Would it be (16+6-1)!/(6!(16-1)!) = 54,264 different combinations? (using stars and bars)
Consider the different flavors the "boxes." Consider each cherry itself a "ball." We distribute the balls into the boxes, i.e. we decide how many of which flavor of cherry to use for a particular pie.

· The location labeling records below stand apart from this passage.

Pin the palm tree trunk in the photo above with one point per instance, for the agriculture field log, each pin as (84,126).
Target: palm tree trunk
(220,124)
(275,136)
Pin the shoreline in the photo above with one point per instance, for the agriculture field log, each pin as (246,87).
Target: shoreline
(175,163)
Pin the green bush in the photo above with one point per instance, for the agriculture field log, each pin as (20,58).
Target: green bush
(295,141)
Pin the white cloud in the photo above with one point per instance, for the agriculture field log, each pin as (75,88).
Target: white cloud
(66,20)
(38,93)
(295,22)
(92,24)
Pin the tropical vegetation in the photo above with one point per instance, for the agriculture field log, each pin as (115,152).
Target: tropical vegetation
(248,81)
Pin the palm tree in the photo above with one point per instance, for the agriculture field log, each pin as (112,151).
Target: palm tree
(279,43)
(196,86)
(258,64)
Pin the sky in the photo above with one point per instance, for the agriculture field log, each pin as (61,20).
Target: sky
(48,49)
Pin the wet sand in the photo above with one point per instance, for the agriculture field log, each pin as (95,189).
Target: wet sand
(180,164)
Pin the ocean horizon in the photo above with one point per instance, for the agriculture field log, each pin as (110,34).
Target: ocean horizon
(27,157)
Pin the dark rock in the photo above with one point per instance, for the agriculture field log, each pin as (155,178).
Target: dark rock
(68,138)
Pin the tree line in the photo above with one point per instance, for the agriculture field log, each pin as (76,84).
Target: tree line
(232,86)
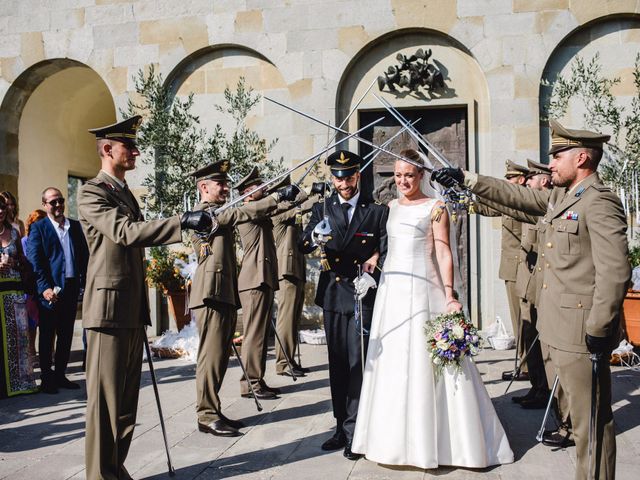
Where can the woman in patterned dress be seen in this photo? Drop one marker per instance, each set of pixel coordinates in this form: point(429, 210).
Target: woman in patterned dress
point(16, 370)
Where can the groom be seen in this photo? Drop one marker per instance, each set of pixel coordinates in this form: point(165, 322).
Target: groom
point(358, 237)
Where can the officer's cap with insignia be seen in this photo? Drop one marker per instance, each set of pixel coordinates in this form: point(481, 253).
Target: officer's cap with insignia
point(252, 178)
point(343, 163)
point(537, 168)
point(125, 131)
point(515, 170)
point(214, 171)
point(565, 138)
point(278, 185)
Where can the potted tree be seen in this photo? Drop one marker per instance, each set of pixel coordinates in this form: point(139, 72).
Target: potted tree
point(164, 274)
point(620, 167)
point(631, 305)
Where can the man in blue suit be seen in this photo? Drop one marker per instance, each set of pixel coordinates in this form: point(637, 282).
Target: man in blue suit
point(58, 252)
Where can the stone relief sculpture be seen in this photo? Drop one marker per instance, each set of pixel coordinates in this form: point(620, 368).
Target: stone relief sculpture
point(413, 72)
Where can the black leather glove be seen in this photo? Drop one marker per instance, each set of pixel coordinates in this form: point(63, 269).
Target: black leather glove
point(598, 344)
point(448, 177)
point(288, 193)
point(199, 221)
point(319, 188)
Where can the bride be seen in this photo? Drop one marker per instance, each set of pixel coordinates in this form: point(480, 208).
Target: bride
point(407, 416)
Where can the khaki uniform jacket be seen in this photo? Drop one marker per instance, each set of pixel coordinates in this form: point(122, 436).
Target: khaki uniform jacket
point(287, 229)
point(585, 270)
point(510, 243)
point(116, 292)
point(215, 279)
point(260, 259)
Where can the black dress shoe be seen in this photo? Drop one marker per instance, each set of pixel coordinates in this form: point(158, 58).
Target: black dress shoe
point(232, 423)
point(557, 439)
point(297, 372)
point(349, 454)
point(528, 396)
point(336, 442)
point(219, 428)
point(261, 393)
point(48, 387)
point(538, 401)
point(64, 382)
point(301, 368)
point(508, 375)
point(266, 387)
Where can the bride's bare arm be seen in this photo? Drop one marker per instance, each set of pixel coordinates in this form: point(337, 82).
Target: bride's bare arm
point(440, 227)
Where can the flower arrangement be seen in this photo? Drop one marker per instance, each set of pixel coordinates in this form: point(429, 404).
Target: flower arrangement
point(162, 271)
point(449, 339)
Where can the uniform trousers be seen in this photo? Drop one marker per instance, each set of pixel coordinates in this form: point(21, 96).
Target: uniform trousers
point(345, 366)
point(58, 322)
point(516, 320)
point(290, 297)
point(114, 361)
point(575, 373)
point(216, 325)
point(256, 311)
point(535, 364)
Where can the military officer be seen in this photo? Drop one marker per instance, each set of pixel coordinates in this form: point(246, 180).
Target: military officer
point(257, 282)
point(358, 238)
point(214, 292)
point(115, 309)
point(509, 258)
point(585, 275)
point(287, 229)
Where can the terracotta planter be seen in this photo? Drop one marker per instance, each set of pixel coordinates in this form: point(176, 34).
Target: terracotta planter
point(177, 301)
point(631, 316)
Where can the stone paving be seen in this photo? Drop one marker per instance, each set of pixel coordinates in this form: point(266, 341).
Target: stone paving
point(42, 436)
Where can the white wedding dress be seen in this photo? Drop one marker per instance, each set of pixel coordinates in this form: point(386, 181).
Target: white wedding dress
point(407, 416)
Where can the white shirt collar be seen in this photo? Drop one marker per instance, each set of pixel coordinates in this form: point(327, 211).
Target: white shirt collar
point(56, 225)
point(119, 182)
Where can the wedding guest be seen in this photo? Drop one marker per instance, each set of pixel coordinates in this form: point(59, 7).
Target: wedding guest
point(32, 303)
point(59, 254)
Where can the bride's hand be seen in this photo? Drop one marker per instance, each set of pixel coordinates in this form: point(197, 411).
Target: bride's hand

The number of ways in which we can do this we see via stars-and-bars as being
$$\binom{\text{#balls + #boxes - 1}}{\text{#boxes - 1}} = \binom{16+6-1}{6-1}=\dfrac{(16+6-1)!}{16!(6-1)!}$$
Your answer incorrectly used the wrong denominator, having accidentally had $\text{#boxes}$ as the second argument in the binomial coefficient rather than $\text{#boxes - 1}$. Some authors will write the answer with $n$ as the number of boxes and $k$ as the number of balls. Other authors might write the answer with these swapped, $n$ instead being the number of balls and $k$ the number of boxes. Remember the formula in terms of where you write the number of boxes and where you write the number of balls and reinterpret the problem as boxes and balls to avoid confusion.
Now, your answer doesn't have anything to do with $n$. Assuming you are wanting to make $n$ pies with possibly varying flavor profiles, you are allowed to repeat flavor profiles, and order in which we list these pies is irrelevant, we need to apply stars and bars once more. The pies are the balls here and there are $n$ of them. The flavor profiles are the boxes now and there are $\binom{16+6-1}{6-1}$ of them. This gives a final answer of:
$$\binom{n+\binom{16+6-1}{6-1}-1}{\binom{16+6-1}{6-1}-1}=\binom{n+\binom{16+6-1}{6-1}-1}{n}$$